Families are important. Vacations are important. Our National Parks are important. And taking our families on vacations to National Parks might be the most important thing we do. As a culture, Americans enjoy a “love/hate” relationship with our jobs. We value hard work and industry to the point that we as individuals feel diminished when we step away from gainful employment. For some, there is a perceived threat that our value as an employee drops when we take a break and a co-worker does not. It’s a dilemma – but there is scientific evidence that taking time off to recharge and rest helps us approach our work with energy, efficiency and creativity.
And it’s not just vacations we need. We also can help recover from the demands of work by spending time outdoors, preferably in a natural setting. Over the last few years, studies have shown that something as simple as a walk in the woods can improve memory and performance. Time spent in forest settings improves mental and physical energy, relieves stress and reduces inflammation. When woodland walkers return to work, they feel better, perform better, and even exhibit calm during their commutes.
Yellowstone and Grand Teton National Park have long been sought out by people needing to get away from the workaday, and recharge with a little adventure. We welcome over three million visitors to our little corner of paradise each summer – which speaks volumes about the need to soothe our souls in wild places. I’m lucky to live and work in this wild and scenic landscape – but it’s still work- so after a season on the Snake River, even I need to recharge my batteries! And just like you, I seek that recovery in nature.
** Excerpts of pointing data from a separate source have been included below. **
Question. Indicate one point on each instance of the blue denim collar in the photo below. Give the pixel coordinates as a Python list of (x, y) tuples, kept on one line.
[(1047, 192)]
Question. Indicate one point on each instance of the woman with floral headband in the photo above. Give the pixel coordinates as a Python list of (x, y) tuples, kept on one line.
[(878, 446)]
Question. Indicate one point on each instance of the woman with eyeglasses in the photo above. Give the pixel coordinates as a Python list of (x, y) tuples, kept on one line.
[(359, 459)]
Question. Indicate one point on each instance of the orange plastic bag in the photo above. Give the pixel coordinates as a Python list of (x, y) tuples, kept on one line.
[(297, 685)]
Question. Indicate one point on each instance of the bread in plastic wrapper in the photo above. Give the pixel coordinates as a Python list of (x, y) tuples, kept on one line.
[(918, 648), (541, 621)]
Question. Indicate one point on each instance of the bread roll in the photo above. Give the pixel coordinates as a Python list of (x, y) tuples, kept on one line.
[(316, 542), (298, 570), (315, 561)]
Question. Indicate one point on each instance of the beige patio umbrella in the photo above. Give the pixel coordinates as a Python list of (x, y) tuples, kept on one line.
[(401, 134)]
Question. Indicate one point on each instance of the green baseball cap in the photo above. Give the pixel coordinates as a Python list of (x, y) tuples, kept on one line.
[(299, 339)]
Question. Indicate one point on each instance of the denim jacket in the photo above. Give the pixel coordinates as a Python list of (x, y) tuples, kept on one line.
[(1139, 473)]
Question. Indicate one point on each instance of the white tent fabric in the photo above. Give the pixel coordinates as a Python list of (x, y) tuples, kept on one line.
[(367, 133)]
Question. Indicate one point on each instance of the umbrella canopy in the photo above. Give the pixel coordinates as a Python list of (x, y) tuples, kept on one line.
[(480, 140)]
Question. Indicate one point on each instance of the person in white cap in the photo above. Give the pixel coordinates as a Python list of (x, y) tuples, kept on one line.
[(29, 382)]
I just returned from a fantastic hiking vacation with my family to Zion and Bryce National Parks. Believe it or not, even though I live a stone’s throw from Yellowstone and work in Grand Teton, I gravitate towards National Parks for my leisure time, too. The National Park system is the greatest American invention – and recently, I’ve been making it a point to let my elected representatives know just how much the Park system means to me and my family. How many National Parks have you visited? Which one are you planning on visiting next? And no matter which Park you end up in, remember to send a post card to your congressman when you get there!